March 11, 1979 remains a date burned into my personal calendar. I had hitchiked back from Montana, my 4th move in 5 months. I stayed with friends in Saginaw and East Lansing the few days till graduation.

My father and brother flew out from Denver.

The graduation speaker did an effective job; I still remember what he said: There aren’t very many true emergencies. Write down what you need to know for each one on 3×5 cards and carry them around till memorized. Every morning, first thing, look in the mirror and say, “I don’t know.” Get good at it. Medicine is a jealous mistress with a cruel embrace.

He spoke for about 20 minutes. His exact words probably reside somewhere in the archives, but I carry the most important parts in my memory.

Michigan State at that time and to this day keeps the med students in East Lansing for the two preclinical years; after that the College of Human Medicine sends the students off to the five clinical campuses around the state.
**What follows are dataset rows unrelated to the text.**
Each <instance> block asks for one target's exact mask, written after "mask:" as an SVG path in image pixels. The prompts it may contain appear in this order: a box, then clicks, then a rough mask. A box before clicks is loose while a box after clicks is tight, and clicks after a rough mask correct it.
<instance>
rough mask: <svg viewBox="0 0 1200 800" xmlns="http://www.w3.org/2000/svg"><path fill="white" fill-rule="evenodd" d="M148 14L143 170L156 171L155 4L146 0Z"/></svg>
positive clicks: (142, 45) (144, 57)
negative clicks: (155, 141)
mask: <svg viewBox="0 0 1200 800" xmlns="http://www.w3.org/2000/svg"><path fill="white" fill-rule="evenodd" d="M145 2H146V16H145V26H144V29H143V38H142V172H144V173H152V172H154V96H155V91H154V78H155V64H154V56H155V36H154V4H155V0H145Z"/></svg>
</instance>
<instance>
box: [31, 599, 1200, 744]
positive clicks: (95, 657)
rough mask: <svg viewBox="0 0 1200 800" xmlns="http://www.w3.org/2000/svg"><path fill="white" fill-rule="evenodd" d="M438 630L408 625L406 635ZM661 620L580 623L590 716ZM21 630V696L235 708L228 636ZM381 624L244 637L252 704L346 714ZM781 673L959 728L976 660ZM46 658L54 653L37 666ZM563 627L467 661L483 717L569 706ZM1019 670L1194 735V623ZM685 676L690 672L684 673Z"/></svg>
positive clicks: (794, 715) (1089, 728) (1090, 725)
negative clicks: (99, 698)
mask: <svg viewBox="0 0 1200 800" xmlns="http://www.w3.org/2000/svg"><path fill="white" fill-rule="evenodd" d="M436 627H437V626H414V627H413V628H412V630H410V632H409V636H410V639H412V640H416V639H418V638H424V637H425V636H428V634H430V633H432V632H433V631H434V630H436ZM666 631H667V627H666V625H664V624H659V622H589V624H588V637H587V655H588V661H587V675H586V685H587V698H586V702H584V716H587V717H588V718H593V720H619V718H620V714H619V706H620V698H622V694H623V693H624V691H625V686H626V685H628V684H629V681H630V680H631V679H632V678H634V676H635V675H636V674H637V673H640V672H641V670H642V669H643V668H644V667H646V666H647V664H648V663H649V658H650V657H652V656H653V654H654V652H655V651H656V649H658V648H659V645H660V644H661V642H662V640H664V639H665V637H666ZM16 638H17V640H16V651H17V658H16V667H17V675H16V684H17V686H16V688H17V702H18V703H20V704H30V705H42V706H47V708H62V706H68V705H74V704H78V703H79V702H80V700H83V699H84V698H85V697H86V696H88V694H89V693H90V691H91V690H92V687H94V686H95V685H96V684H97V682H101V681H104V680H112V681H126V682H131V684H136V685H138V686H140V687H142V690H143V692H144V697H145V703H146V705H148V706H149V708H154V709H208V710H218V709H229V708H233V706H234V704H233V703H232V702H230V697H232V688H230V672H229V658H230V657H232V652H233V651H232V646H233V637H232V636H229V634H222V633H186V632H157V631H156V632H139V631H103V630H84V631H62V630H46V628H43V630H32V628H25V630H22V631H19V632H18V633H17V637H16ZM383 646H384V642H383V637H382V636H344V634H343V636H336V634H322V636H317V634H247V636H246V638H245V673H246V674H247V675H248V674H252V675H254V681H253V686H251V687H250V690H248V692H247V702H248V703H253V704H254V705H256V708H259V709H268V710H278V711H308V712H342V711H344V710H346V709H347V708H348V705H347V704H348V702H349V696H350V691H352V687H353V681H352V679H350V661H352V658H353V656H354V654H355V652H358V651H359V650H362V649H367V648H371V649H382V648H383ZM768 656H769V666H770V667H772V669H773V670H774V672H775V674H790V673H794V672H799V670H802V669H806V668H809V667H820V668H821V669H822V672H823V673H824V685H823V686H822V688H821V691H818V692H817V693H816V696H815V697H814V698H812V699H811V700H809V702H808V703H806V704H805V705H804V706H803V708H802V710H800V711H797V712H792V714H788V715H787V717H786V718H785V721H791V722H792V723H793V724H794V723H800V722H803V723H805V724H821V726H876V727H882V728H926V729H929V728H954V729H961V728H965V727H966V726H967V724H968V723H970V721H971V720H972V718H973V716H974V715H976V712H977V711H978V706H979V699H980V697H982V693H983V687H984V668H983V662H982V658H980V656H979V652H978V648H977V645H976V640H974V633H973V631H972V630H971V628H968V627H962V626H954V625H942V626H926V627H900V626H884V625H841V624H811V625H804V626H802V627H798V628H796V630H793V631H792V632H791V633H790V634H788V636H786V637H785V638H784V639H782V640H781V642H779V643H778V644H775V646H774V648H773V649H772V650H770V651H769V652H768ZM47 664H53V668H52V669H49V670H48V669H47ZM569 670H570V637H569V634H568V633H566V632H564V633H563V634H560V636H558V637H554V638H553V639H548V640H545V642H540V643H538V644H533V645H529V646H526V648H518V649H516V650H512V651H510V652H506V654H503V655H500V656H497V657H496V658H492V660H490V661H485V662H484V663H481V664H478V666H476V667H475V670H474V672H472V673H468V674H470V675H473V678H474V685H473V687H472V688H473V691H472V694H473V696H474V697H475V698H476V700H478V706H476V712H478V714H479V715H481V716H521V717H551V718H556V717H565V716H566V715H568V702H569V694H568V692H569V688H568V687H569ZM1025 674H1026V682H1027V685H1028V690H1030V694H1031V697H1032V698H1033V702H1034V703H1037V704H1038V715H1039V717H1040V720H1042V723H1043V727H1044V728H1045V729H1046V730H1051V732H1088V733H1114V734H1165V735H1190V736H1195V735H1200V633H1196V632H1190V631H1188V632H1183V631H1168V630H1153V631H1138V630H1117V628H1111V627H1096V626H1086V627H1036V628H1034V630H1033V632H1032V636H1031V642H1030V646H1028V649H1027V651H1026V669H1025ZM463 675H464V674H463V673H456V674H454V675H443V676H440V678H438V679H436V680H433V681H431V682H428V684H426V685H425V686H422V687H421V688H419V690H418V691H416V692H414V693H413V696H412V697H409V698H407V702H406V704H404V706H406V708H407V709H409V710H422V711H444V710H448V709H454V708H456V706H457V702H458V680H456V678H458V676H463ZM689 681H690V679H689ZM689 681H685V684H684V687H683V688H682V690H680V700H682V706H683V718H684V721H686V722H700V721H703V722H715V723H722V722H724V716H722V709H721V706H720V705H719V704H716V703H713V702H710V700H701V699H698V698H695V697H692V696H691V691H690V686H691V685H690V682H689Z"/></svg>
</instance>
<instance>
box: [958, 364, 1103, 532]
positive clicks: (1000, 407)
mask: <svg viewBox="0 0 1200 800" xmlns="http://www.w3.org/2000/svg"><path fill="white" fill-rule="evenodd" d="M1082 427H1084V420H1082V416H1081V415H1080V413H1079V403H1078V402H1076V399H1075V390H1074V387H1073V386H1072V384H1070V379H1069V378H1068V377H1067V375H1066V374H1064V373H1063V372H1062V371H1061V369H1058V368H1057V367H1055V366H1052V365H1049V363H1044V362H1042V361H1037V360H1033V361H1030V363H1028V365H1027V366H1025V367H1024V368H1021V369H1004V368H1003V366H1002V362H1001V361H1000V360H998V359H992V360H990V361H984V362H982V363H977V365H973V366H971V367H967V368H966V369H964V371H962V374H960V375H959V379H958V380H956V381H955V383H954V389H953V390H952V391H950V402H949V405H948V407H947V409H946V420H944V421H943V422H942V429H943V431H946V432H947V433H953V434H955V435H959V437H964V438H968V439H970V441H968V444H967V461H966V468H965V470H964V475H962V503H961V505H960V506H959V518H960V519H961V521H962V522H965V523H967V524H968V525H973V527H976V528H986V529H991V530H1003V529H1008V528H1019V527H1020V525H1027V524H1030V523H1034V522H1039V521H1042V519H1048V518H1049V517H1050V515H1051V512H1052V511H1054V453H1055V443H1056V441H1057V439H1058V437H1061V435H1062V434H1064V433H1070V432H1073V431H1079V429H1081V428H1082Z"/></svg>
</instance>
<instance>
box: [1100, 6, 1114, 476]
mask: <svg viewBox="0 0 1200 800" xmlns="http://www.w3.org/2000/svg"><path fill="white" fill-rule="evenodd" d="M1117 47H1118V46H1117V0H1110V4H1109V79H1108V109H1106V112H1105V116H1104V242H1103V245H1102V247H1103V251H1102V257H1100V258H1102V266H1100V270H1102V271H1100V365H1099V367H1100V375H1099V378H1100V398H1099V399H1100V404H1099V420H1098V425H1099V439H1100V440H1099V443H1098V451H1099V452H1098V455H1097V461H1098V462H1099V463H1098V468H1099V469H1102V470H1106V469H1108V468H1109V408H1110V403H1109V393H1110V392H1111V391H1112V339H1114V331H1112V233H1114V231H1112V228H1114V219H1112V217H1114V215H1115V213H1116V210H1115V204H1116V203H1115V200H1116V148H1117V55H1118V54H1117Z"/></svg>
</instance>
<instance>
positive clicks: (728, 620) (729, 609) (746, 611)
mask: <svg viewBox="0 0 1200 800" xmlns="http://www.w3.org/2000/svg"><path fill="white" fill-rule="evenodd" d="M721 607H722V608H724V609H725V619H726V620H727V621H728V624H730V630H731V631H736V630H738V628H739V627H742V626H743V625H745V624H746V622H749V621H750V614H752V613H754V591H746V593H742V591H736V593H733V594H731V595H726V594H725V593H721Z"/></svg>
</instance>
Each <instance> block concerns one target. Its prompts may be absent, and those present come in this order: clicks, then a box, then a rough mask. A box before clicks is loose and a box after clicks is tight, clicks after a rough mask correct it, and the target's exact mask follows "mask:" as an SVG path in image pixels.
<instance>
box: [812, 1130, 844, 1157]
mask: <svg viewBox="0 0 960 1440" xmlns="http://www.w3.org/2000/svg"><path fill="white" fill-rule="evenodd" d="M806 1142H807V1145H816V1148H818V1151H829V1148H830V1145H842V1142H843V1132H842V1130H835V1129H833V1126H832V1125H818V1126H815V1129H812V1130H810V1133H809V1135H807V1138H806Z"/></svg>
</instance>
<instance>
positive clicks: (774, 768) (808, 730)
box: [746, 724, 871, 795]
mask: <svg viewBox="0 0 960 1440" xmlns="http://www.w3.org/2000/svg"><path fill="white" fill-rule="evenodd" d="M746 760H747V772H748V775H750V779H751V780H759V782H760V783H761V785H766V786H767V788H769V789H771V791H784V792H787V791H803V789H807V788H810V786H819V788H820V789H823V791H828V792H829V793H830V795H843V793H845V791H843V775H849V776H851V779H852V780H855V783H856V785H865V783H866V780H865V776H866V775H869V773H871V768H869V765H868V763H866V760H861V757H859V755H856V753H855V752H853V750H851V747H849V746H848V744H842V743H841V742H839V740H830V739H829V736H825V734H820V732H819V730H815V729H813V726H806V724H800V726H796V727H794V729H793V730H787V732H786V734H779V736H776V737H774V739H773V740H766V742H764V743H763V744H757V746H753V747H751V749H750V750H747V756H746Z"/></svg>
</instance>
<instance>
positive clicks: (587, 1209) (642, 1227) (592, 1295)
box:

Those clinicals years constitute the crucible that makes a doctor. We saw people born and die; we delivered babies. We received praise and verbal abuse. We listened to attending physicians expound wisdom and acclaim outright lies. And for our last year, most of us travelled.

We lost track of each other. Some slowed their program from four to five years, some longer. Some dropped out. For the next three years we focused on our post graduate training, and for the next thirty years we focused on our careers.

But most of us walked across the stage that cold and snowy night in East Lansing.

I almost didn’t.

While I stood in line I started to panic. I had been a student for 24 years at that point, and without a school and a program, I had no identity. With only two classmates ahead of me, I turned to my one time roomate, who, fortunately, came right behind me alphabetically. “I can’t do this,” I said, “I’m a student. I don’t know how to be anything else.”

He said, “Be quiet. Turn around and graduate.” Which I did.

In that short walk across the stage I underwent a metamorphosis. I walked off the stage gripping a faux parchment (not the diploma; they had handed me a note that promised my diploma would be mailed to me), a changed man. The change, of course, had built over the three years of premed and the four years of medical school, but those few steps brought me past the tipping point.

Yes, I had lost an identity and in doing so acquired another.

My classmates and I milled around in euphoria and then we prepared to leave.

My father and brother and I went out to the Chinese restaurant afterwards. My fortune cookie said, “You will have great power over women. Use it wisely.”